I have a table, Students, in which the following is stored:
ID: text, key
FirstName: text
LastName: text
Homeroom: text
Fluoride: yes/no

I have a query of the Students table so I can create a list by
homeroom of those who receive fluoride.

In a report, I call the query, enter the homeroom name and have a
list of that homeroom's students who receive fluoride.

Simple and no problems.

Now I am being asked for two other features:
1. the report to include a "spreadsheet-like" grid to be used as a
checklist by the teachers. The idea is that the report will now
contain a checkbox for each week of the school year that the teacher
will mark (on paper) whether or not the student received his fluoride.

Unless you are charging for this and they are willing to pay or you want a
good exercise in programming I'd say *NO* in Access.
It requires a flat file to present the grid, then code to link the position
in the grid to the relational record. Mine was an attendance record and
presented a calendar view with holidays marked off and the correct number of
days in the month showing.

Your application can be done in Excel but you will have a lot of problems
with reporting.

AND I just reread what you said. If they are doing this on paper then
someone could enter the data into a form using properly related tables.
This would probably be just a form/sumform problem.
2. each year students are promoted to another grade and assigned a
different homeroom. Rather than re-enter all this, I somehow need to
get the fluoride flag in on the new data.

You need a "Fluoride" Table with FKey, StudentID, Date, and yes/no field.
#1. I seem to be inept in creating a report that contains information
other than what is culled from the query. How can I add checkboxes
to print on the report that are not bound to anything?

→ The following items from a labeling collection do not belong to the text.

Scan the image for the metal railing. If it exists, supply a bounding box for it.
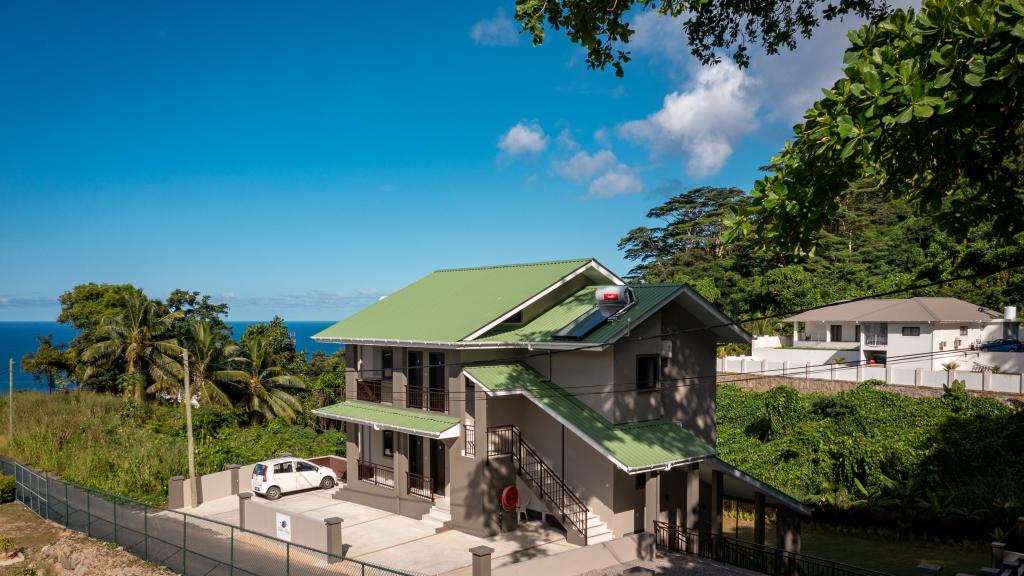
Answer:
[358,460,394,488]
[0,458,412,576]
[406,472,434,502]
[406,385,449,412]
[462,424,476,456]
[654,521,889,576]
[355,380,393,404]
[487,425,588,542]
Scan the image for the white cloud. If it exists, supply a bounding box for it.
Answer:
[469,8,519,46]
[498,122,548,157]
[618,61,758,177]
[588,164,643,198]
[554,150,617,184]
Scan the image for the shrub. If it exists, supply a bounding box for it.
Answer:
[0,474,14,504]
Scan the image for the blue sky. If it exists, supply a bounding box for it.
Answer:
[0,1,897,320]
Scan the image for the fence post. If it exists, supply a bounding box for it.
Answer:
[324,517,344,564]
[469,546,495,576]
[239,492,253,531]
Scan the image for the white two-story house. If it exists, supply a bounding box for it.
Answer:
[314,259,808,550]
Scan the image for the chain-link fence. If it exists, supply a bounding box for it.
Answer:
[0,458,414,576]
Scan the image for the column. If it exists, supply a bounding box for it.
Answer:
[683,464,700,530]
[754,492,765,544]
[711,470,724,534]
[643,472,660,534]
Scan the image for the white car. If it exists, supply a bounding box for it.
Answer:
[252,458,338,500]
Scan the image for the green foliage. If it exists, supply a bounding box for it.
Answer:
[0,392,345,504]
[731,0,1024,253]
[718,385,1024,538]
[618,187,1024,319]
[0,474,14,504]
[515,0,888,76]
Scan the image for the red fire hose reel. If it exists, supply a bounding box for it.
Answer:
[499,486,519,511]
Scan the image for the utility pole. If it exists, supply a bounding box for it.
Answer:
[7,358,14,442]
[181,349,199,508]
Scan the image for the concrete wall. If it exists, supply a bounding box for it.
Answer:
[243,496,327,551]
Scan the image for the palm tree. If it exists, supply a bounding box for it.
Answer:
[82,291,181,402]
[217,338,306,420]
[147,320,239,408]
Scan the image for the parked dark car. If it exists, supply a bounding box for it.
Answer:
[978,338,1024,352]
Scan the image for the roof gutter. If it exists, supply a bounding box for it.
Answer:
[311,410,459,440]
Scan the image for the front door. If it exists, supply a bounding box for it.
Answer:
[406,352,423,408]
[427,352,447,412]
[409,436,423,476]
[430,439,447,496]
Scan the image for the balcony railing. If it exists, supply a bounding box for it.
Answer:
[406,385,447,412]
[355,380,393,404]
[462,424,476,456]
[406,472,434,502]
[358,460,394,489]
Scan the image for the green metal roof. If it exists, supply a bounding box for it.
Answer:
[313,400,461,438]
[313,258,591,342]
[477,284,683,343]
[464,363,715,471]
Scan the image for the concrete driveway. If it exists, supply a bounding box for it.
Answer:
[181,490,578,576]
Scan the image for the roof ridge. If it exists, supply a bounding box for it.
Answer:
[434,257,594,273]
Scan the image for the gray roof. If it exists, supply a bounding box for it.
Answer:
[785,296,1002,322]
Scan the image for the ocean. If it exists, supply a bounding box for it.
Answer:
[0,321,342,395]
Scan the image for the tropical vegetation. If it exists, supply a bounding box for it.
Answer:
[718,382,1024,541]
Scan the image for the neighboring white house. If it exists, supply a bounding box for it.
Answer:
[752,297,1024,370]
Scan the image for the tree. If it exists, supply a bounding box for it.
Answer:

If you mean empty checkboxes just draw them on.
#2: What I have done up to this point is import a new table of
students each September. This contains many of the same students as
last year, but each has a different homeroom assigned. I have then,
because it is easy enough for me to rip through, added the flag for
each student from last year's data. Obviously, this is not a good way
of doing this.

Homerooms have students so you need a homeroom table and the student table
needs the homeroom ID.
You probably will have to update by hand but if all students in Homeroom 101
move to homeroom 201 an update query will work.
 
G

Guest

Mike Painter said:
You need a "Fluoride" Table with FKey, StudentID, Date, and yes/no field.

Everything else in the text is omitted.